Evidence From Human Studies

This chicken–egg situation (causal or consequence) can be partially clarified in several cohort studies, which have identified that the changes in gut microbiota composition occurred before the T1D development (26, 27, 32, 33). Although these prospective studies will provide a timeline of disease progression associated with microbial dysbiosis, a causal contribution can only be derived from intervention studies.

It was reported that breast milk, as an independent protective factor, could lead to a drop in the incidence of T1D (64), and the microbial composition of breast-fed infants was characterized by a more stable gut microbiome dominated by Bifidobacteria compared to infants who were not breastfed (65). Studies showing the protective effects of probiotics on T1D in humans are limited. One well-known study is that of Uusitalo, who previously reported that early supplementation of probiotics during the first four postnatal weeks reduced the risk of beta cell autoimmunity in infants genetically susceptible to T1D compared to those with no supplementation (66).

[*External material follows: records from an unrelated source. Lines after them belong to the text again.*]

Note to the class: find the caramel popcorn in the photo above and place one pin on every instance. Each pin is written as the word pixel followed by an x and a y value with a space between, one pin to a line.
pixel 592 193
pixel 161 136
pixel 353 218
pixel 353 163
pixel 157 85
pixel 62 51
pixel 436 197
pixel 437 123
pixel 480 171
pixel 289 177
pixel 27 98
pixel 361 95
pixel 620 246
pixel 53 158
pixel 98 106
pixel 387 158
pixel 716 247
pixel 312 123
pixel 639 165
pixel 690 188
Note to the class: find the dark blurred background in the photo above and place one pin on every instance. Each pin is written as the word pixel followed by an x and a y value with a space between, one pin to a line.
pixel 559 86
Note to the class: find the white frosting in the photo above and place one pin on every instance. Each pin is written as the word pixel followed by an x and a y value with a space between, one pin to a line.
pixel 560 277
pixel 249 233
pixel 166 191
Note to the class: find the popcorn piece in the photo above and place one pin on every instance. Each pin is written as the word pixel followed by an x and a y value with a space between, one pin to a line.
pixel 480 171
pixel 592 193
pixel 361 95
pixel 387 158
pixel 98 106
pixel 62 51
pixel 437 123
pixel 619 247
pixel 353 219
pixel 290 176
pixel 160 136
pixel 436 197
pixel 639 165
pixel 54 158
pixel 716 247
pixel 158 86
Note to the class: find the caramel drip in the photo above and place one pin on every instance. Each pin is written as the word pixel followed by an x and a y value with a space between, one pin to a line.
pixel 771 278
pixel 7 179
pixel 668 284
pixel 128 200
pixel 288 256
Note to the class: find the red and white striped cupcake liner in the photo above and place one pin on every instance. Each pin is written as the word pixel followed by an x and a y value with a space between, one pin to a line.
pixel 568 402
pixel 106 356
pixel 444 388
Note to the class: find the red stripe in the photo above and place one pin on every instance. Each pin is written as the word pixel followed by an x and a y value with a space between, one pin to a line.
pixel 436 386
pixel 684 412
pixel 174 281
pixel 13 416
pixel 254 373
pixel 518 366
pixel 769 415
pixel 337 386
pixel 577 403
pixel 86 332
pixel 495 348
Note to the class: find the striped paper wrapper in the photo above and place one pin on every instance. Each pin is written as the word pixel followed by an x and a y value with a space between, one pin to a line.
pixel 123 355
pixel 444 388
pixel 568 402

Recently, a single-center, randomized, double-blind, placebo-controlled pilot study in children with T1D for at least 1 year showed that consumption of prebiotics could alter the gut microbiota composition and decrease the intestinal permeability, leading to improved beta cell function. However, there was no improvement in glycemic control in the prebiotic group, possibly due to the small sample size and relatively short intervention time (67). In addition, Groele et al. are conducting a double-blind, randomized, placebo-controlled study to discuss whether probiotics will improve beta-cell function by modulating the immune system in children with newly diagnosed T1D (68). Nevertheless, such randomized controlled clinical trials are still rare, and to date, there are no studies in humans supporting the link between FMT or antibiotics-induced microbial changes and T1D risk. Overall, although interventional human studies show a hint of promise, a causal relationship still cannot be concluded due to the lack of large-scale prospective studies demonstrating that long-term changes in the bacterial composition alter T1D risk. Further randomized controlled studies in large human cohorts will need to be undertaken.

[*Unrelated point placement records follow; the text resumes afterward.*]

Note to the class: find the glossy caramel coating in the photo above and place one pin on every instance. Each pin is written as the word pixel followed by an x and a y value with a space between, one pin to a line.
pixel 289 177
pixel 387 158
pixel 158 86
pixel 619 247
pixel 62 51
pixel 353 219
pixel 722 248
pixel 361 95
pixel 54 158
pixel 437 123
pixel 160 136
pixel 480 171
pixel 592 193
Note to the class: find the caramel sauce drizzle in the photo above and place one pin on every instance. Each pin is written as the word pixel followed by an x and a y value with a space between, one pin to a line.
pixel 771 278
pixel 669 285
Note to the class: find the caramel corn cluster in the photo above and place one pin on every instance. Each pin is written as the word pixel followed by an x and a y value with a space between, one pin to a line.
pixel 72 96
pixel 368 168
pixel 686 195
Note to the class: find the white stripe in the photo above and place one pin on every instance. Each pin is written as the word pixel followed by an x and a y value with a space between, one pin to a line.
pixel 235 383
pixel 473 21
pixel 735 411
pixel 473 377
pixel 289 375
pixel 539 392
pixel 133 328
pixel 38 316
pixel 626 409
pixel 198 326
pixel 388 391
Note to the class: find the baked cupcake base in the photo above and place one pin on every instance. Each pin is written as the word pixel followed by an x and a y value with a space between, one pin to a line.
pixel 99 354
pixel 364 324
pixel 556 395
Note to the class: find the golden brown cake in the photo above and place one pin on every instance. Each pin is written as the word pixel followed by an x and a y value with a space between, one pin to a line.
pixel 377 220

Collectively, the evidence generated from well-controlled intervention studies in murine models is promising for establishing a causal relationship. However, conclusions from animal studies must be interpreted with caution, as animal models have a number of limitations, making it difficult to translate to humans. In addition, human studies showing a clear association between the long-term changes of gut microbiota and altered T1D risk are still lacking. Thus, the evidence supporting causative relationship summarized above is inconclusive and needs to be further confirmed.

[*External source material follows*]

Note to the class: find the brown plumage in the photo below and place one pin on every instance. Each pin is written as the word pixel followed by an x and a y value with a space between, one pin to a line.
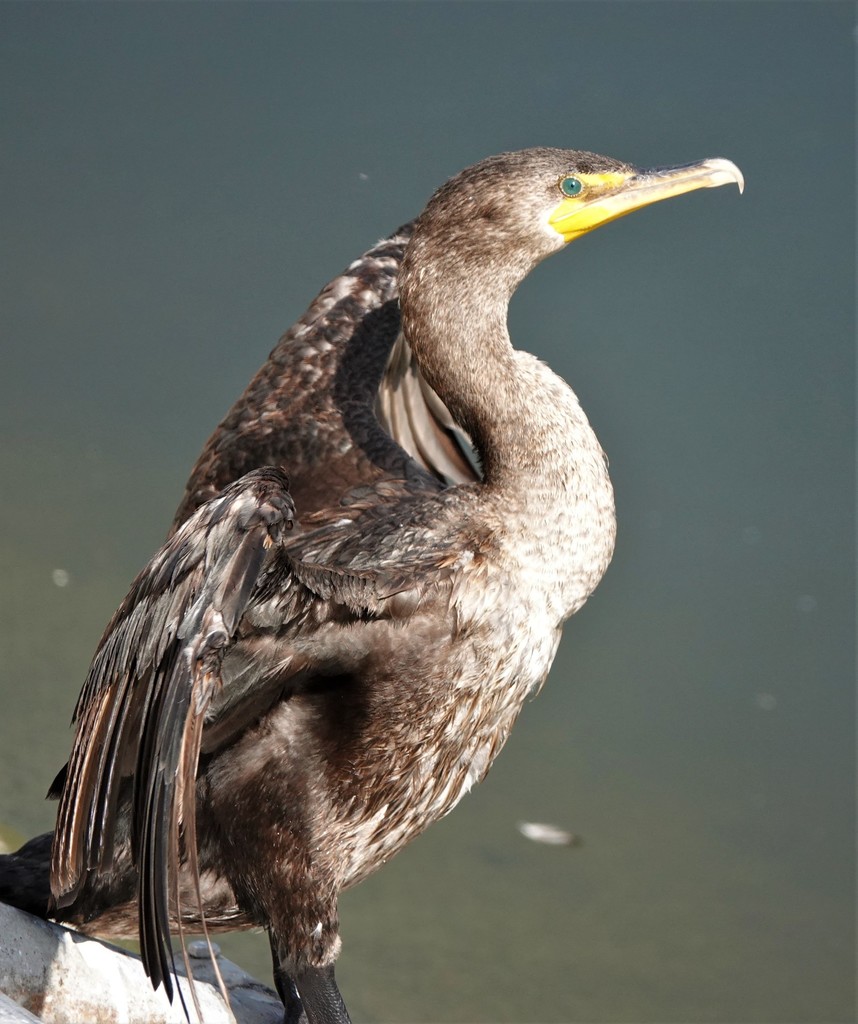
pixel 310 672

The Possible Mechanisms Whereby GUT Microbiota Influences the T1D Development

Immunological Deregulation and Leaky Gut Are Involved in T1D Development

There was a proposed complicated interaction between intestinal microbiota, immune system, and gut permeability (69). A large body of evidence suggested that defective profile of intestinal microbiome may influence the pathogenesis of T1D by affecting immune homeostasis and/or gut permeability (Figure 1) (70).

Figure 1

Gastrointestinal microbiota has been considered as the largest organ of the immune system (71) owing to their ability to constantly interact with immunological cells (20). It was demonstrated that there are disorders of the mucosal immune system in NOD mice before diabetes onset (72). Gastrointestinal microflora plays an essential role in the development and maturation of the immune system, and early stages of life are the critical time window for the establishment of immune tolerance (13, 73). According to the Hygiene Hypothesis, it is the lack of microbial stimulation in early childhood resulting from advances in medicine and improved sanitation that leads to the rise in the prevalence of immune-related disorders (74). Thus, the infants, who can benefit from early exposure to specific microorganisms, may be much less likely to develop autoimmune diseases later in life (75, 76). The Hygiene Hypothesis has been supported by murine studies. For example, NOD mice were more likely to develop diabetes when they lived in a clean environment, and it was reported that infection of NOD mice with various bacteria in early life could prevent T1D development (77, 78). In general, hence, it seems that gut microbiome-mediated appropriate immune maturation during early life is critical to prevent T1D development (79). Conversely, alterations of gut microbiota composition will lead to a poorly educated immunity and eventually result in insulin-secreting beta cell damage and the onset of T1D in genetically predisposed subjects (80, 81).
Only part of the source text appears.